E para algo simultaneamente igual e diferente, eis Jarvis Cocker e os Stereolab. Quem já viu várias vezes ao vivo o ex-Pulp – como é o nosso caso – dirá que esteve igual a si próprio. Ou seja, é sempre diferente. É verdade que o modelo não varia, teatral, charmoso, irónico, dançante, não se coibindo de ir ao baú dos Pulp, mas ao mesmo tempo surpreendendo, seja na relação com a assistência ou na música que apresenta, optando desta vez por canções pouco assimiladas, com sopros, harpas e violinos ao barulho, enquanto salta do rock para a soul, de ritmos esfuziantes para momentos mais envolventes, sempre com muita classe.
Foi longo o seu concerto, pelo que deu para ir olhar MorMor, o canadiano que talvez melhor personificou o eclectismo da primeira noite: negro, voz em falsete por vezes, praticante de uma pop alternativa que tem tanto de soul como laivos de rock, mas sempre com grande consistência, como o demonstram canções como Outside ou Heaven’s only wishful.

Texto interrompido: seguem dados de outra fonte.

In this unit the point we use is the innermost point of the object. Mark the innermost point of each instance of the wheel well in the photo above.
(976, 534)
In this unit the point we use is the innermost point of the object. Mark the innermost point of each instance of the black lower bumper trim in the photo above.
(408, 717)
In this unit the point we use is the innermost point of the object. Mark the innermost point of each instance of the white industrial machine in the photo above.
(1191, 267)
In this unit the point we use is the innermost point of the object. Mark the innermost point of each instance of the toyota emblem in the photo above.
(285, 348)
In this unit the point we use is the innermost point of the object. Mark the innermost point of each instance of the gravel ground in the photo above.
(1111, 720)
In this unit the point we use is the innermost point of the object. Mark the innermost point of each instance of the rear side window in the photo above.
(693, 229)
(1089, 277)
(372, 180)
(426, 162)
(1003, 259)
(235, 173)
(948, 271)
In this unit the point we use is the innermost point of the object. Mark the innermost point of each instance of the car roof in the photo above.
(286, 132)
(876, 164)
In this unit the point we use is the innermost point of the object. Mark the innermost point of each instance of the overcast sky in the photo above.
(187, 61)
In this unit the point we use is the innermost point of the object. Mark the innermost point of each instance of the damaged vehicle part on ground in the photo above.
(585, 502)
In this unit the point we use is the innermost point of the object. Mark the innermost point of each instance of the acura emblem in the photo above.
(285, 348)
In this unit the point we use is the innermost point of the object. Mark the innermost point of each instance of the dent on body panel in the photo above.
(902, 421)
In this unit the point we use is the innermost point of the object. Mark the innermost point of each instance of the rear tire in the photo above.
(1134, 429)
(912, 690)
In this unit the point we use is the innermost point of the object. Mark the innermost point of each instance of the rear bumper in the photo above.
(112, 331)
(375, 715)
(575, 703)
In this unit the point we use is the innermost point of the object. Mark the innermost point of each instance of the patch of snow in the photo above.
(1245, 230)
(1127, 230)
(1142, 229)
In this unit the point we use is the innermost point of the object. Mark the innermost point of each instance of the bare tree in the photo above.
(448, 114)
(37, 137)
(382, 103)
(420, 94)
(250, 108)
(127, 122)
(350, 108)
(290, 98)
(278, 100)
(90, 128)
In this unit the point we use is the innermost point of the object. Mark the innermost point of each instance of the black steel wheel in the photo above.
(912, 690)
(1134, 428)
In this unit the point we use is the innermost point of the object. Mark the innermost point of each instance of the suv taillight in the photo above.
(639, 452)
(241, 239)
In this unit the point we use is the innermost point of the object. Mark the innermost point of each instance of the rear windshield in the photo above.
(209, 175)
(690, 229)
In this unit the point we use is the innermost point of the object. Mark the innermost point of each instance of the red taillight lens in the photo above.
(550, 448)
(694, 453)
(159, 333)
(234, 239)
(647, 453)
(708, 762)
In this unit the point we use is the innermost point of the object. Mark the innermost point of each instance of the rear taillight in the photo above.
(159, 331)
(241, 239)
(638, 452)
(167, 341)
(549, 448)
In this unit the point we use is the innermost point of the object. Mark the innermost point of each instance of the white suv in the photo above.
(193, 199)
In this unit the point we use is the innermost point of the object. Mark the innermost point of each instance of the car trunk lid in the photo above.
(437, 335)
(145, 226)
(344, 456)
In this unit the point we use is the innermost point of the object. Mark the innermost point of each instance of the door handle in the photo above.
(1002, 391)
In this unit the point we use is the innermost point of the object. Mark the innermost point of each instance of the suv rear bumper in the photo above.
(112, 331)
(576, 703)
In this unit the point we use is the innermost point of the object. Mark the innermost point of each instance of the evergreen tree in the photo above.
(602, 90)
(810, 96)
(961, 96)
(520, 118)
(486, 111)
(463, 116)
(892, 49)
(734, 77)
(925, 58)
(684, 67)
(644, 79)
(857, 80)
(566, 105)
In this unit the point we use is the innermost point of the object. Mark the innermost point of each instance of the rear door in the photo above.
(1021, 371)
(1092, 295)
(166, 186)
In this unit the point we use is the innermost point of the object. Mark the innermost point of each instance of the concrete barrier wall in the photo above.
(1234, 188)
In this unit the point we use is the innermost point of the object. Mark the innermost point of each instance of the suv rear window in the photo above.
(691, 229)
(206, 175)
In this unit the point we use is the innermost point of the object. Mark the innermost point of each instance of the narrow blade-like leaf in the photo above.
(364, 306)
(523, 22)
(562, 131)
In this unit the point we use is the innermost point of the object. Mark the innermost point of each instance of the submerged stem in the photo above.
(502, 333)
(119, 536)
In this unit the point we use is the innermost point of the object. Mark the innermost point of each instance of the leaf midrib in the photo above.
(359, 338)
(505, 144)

Quando estava na última canção mais um dilúvio se abateu sobre o recinto, mas o principal já estava feito: mostrar que tem tudo para dar certo no futuro.
Um regresso ao passado futurista foi depois a proposta dos Stereolab, grupo que marcou os anos 1990 e 2000, e que regressou agora ao activo depois de um longo hiato. O que dizer? Que a sua música pop espacial, lúdica, inventiva, tão devedora do jazz, do krautrock ou do easy-listening, continua tão actual como no primeiro dia. Para quem os foi acompanhando ao longo dos anos, como é o nosso caso, foi como regressar a uma casa confortável que reconhecemos como sendo nossa.
Sente-se que as cicatrizes e a marca da passagem do tempo estão lá – depois de mais de uma dúzia de álbuns, da morte de Mary Hansen e da separação do casal Tim Gane e Laetitia Sadier –, mas a música mantém a vitalidade. Não haverá muitos exemplos na pop actual de tanta inventividade e apuro técnico. Acabaram em desvario total, conquistando quem com eles cresceu, e muitos dos que nunca os tinham ouvido na vida.
Esta sexta-feira o festival prossegue com Aldous Harding, Courtney Barnett, J Balvin, James Blake, Mura Masa, Fucked Up, Interpol, Branko, Nubya Garcia, Sons Of Kesmet, SOPHIE ou JPEGMafia. Irá do rock ao hip-hop, do reggaeton ao jazz, da electrónica melancólica à mais festiva. Ou seja, espelhará o mundo da música, hoje, sem grandes fronteiras estilísticas ou geográficas.